19時19分は過ぎたし、もう大丈夫だという事で、私は家に帰る事にした。


当初の予定では、この時点でもう終わり。


おまじないには二度と関わる事がないと決めていたはずなのに、時間が経てば経つほど、二回目が近付いているような気がする。


「菜々のその気持ちは、いつになったらなくなるんだろうな。愛しの子猫ちゃんが、そんな事で悩む姿は見たくないのに」


家までの道、南部君が送ってくれると言ったけど、「俺の方が菜々といた時間が短い」という子供みたいな理由で、向井さんが送ってくれる事になった。

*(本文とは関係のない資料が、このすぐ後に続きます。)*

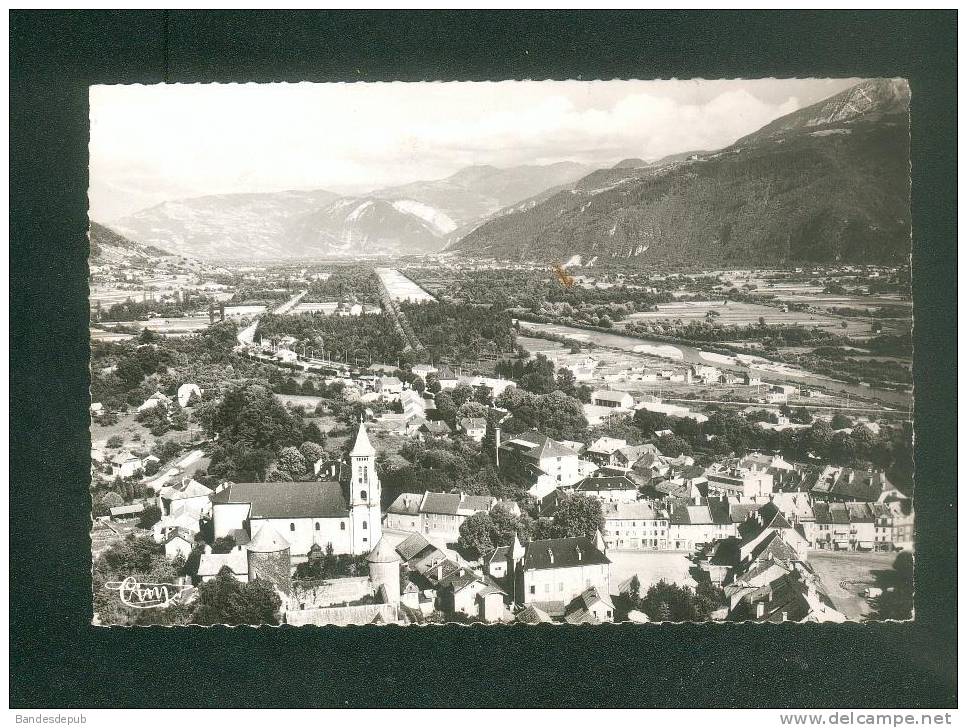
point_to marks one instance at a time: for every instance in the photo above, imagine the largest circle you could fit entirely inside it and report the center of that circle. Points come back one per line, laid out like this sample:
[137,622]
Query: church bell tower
[364,494]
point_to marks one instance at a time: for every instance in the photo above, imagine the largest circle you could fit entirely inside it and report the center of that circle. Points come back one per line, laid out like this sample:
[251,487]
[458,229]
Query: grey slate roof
[287,500]
[562,553]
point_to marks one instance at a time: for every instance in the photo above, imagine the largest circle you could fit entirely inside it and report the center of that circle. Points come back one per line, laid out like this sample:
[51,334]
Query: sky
[155,143]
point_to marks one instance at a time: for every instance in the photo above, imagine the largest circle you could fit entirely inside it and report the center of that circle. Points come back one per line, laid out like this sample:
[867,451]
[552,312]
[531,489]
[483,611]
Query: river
[690,355]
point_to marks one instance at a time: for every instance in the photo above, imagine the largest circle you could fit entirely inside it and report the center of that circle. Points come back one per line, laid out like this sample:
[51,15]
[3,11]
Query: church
[311,513]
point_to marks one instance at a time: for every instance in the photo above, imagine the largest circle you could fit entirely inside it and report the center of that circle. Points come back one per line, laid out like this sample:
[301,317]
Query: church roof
[383,553]
[362,446]
[267,540]
[302,499]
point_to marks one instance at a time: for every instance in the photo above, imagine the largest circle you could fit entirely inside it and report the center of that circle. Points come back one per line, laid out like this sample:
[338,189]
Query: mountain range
[420,217]
[109,247]
[829,182]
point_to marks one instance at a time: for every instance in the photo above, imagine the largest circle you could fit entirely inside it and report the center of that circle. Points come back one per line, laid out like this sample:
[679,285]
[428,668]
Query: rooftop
[562,553]
[287,500]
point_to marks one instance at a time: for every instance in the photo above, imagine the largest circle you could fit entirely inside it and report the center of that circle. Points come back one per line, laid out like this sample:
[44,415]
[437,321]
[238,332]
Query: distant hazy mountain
[828,182]
[414,218]
[108,246]
[233,226]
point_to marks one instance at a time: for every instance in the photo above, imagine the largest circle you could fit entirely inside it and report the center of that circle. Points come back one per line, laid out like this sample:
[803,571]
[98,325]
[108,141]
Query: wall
[333,591]
[273,567]
[636,534]
[305,533]
[562,585]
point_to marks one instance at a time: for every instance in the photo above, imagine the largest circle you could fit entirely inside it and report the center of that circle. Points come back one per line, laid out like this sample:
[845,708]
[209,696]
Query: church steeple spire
[363,447]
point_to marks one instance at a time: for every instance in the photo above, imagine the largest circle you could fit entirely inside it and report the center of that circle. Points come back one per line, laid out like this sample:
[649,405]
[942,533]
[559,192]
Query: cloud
[150,143]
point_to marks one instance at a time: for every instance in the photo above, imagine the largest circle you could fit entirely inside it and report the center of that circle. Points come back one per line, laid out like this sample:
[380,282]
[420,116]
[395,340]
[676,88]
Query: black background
[58,660]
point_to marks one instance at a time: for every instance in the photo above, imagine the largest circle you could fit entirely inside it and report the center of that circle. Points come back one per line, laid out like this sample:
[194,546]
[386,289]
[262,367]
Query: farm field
[745,314]
[402,288]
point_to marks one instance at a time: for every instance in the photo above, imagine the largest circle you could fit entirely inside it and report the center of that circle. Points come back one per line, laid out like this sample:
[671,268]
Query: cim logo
[146,595]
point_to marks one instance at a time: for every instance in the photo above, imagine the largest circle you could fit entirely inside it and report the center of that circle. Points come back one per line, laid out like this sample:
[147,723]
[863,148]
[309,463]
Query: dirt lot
[650,566]
[857,568]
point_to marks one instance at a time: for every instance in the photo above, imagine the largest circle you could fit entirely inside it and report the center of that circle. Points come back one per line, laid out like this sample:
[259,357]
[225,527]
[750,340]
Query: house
[494,385]
[601,451]
[414,406]
[126,465]
[536,454]
[791,595]
[474,427]
[180,518]
[434,428]
[612,489]
[390,387]
[188,493]
[186,392]
[179,543]
[153,401]
[552,572]
[132,510]
[612,400]
[761,461]
[698,522]
[443,513]
[848,484]
[310,513]
[533,615]
[626,457]
[590,607]
[642,525]
[707,374]
[495,562]
[765,539]
[423,370]
[738,483]
[438,515]
[347,308]
[472,595]
[404,513]
[210,564]
[286,356]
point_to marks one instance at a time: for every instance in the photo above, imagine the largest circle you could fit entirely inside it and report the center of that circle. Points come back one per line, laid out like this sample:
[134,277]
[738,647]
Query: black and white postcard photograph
[599,359]
[537,352]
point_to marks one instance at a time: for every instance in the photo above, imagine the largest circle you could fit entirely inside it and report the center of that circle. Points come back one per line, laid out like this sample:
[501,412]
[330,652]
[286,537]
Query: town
[429,441]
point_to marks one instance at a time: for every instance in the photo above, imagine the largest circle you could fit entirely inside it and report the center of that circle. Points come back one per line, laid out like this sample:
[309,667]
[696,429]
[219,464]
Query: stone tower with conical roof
[364,494]
[268,559]
[384,571]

私としては、せっかく南部君を好きになったんだから、一緒に歩きたかったんだけど。


向井さんは強引だから。


その言葉になのか、私の気持ちになのかは分からない。


だけど何だかおかしくて、フフッと笑ってしまった。


「そうそう、その笑顔がたまらなくチャーミングなんだから、ずっと笑っていてくれよベイベー」


気を良くしたのか、さらにたたみ掛けるように、大袈裟に言う向井さん。


歩きながらでも、私の目をずっと見続けている。


でも、どうしてなんだろう。


向井さんはずっとこう言ってくれてるのに、南部君の方が好きなのは。